My life is good — very good. And if my life always looks like it does today, I’ll consider myself lucky, because my life is meaningful, intentional, constructive, and creative. But my life also feels profoundly wrong. Not “I wish I could afford a second bedroom” wrong, but existentially wrong. Every time I come home to an empty apartment, every time I cook dinner for one, every time I fall asleep in an empty bed, every time I leave a party and instinctively go to collect my person only to remember that he doesn’t exist, it feels wrong. Deep down to the bone, heartbreakingly wrong. Recognizing the loss of those imagined ‘right’ todays isn’t wallowing in self-pity; it doesn’t mean I think my life is devoid of meaning. It doesn’t mean I am ungrateful for the good things in life. It just acknowledges reality.
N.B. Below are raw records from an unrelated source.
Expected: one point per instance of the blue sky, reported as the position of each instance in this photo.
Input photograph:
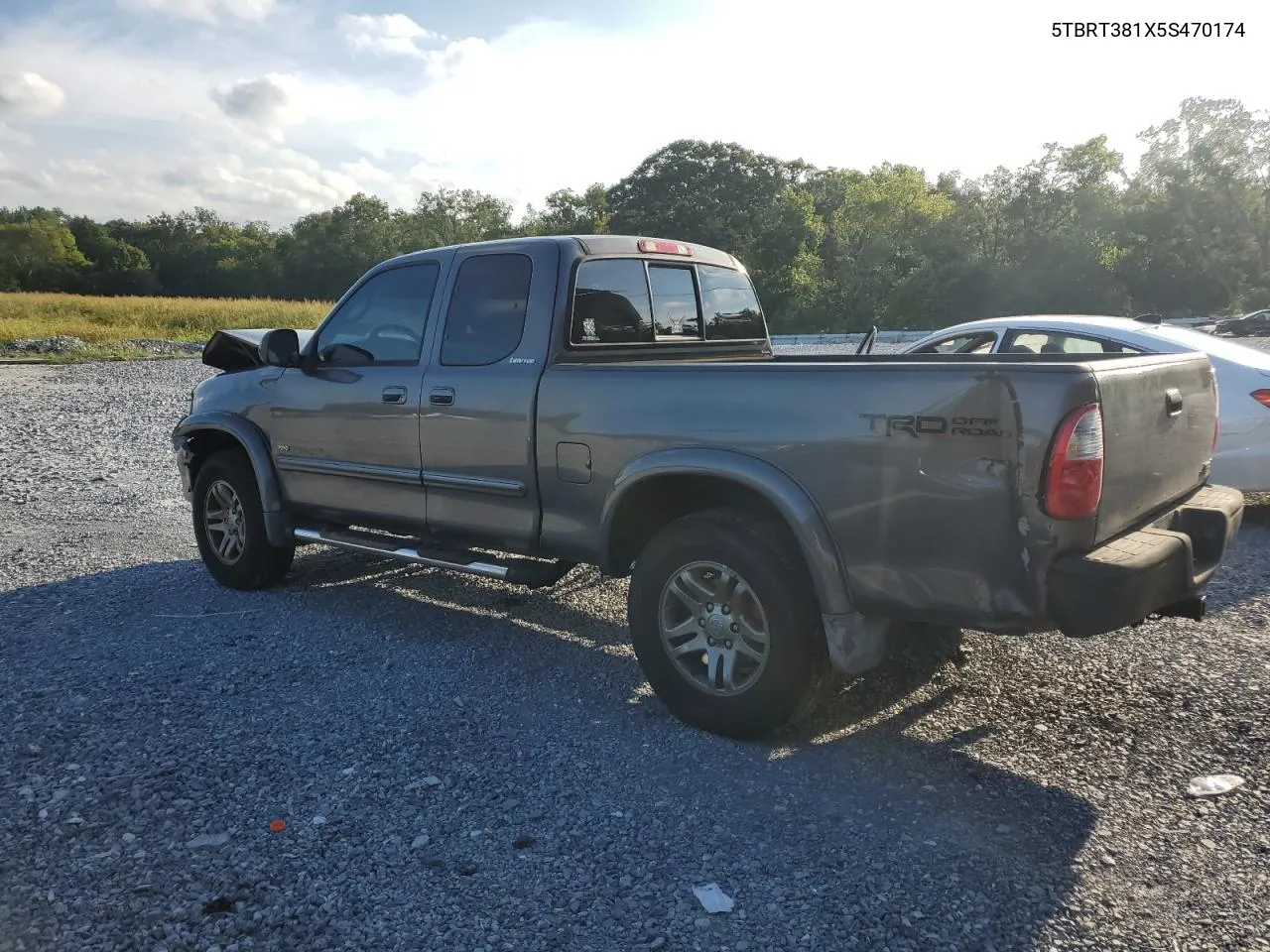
(268, 109)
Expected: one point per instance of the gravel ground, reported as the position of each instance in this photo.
(465, 766)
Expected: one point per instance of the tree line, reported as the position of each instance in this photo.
(829, 249)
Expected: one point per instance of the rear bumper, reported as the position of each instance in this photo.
(1159, 569)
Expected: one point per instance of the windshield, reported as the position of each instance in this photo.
(1214, 347)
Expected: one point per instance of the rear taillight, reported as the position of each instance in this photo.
(1074, 476)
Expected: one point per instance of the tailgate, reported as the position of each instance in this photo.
(1159, 420)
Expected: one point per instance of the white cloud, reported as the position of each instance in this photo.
(30, 93)
(385, 35)
(267, 103)
(206, 10)
(544, 105)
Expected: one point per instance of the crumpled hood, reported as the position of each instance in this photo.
(240, 349)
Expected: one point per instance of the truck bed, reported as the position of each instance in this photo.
(928, 467)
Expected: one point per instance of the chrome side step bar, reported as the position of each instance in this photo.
(531, 572)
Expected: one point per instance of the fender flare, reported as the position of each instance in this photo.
(774, 484)
(254, 443)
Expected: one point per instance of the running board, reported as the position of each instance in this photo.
(531, 572)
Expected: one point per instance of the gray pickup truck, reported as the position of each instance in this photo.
(513, 409)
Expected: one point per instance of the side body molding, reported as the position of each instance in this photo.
(277, 522)
(761, 476)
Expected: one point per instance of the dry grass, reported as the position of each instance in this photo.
(108, 321)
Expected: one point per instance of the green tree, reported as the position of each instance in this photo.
(40, 254)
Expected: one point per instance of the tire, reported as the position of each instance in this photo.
(254, 562)
(711, 548)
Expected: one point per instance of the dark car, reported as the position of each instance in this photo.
(513, 409)
(1250, 325)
The older I get, it’s not just wrong todays I have to mourn but also lost tomorrows: not only big the big milestones that won’t happen, but sometimes the hardest losses are the smallest things, like how every one more good day I’m single is one less good day I’ll be able to spend with my husband (if he appears at all).
So okay, there’s ambiguous loss associated with unwanted prolonged singledom. What do we do about it? First, just talking about it is helpful. As I said in the first post on this blog, one of the hardest things about being single is how hard it is to talk about. Finding an outlet is super helpful. Second, acknowledge the ambiguous loss as legitimate loss and allow yourself to grieve what needs to be grieved. Sometimes this may just involve being good to yourself — having a drink with friends or soaking in a bubble bath. Other times, it may need some actual grief work. This is what I did a few years ago when I realized I needed to grieve the things I’d lost; I got about a dozen books on loss out from the library and did all of the exercises that seemed remotely applicable. (I even wrote a goodbye letter to my old relationship with God, as weird as that sounds.) There’s nothing magic about such exercises, but they help the process of metabolizing our experiences, of cherishing the good and letting go of what needs to be let go.
Lastly, remember that these things aren’t linear. Even if most days are great, there will likely be a bad day scattered in there too. This doesn’t mean you aren’t doing well; it doesn’t mean you’re backsliding. It’s just the way grief works.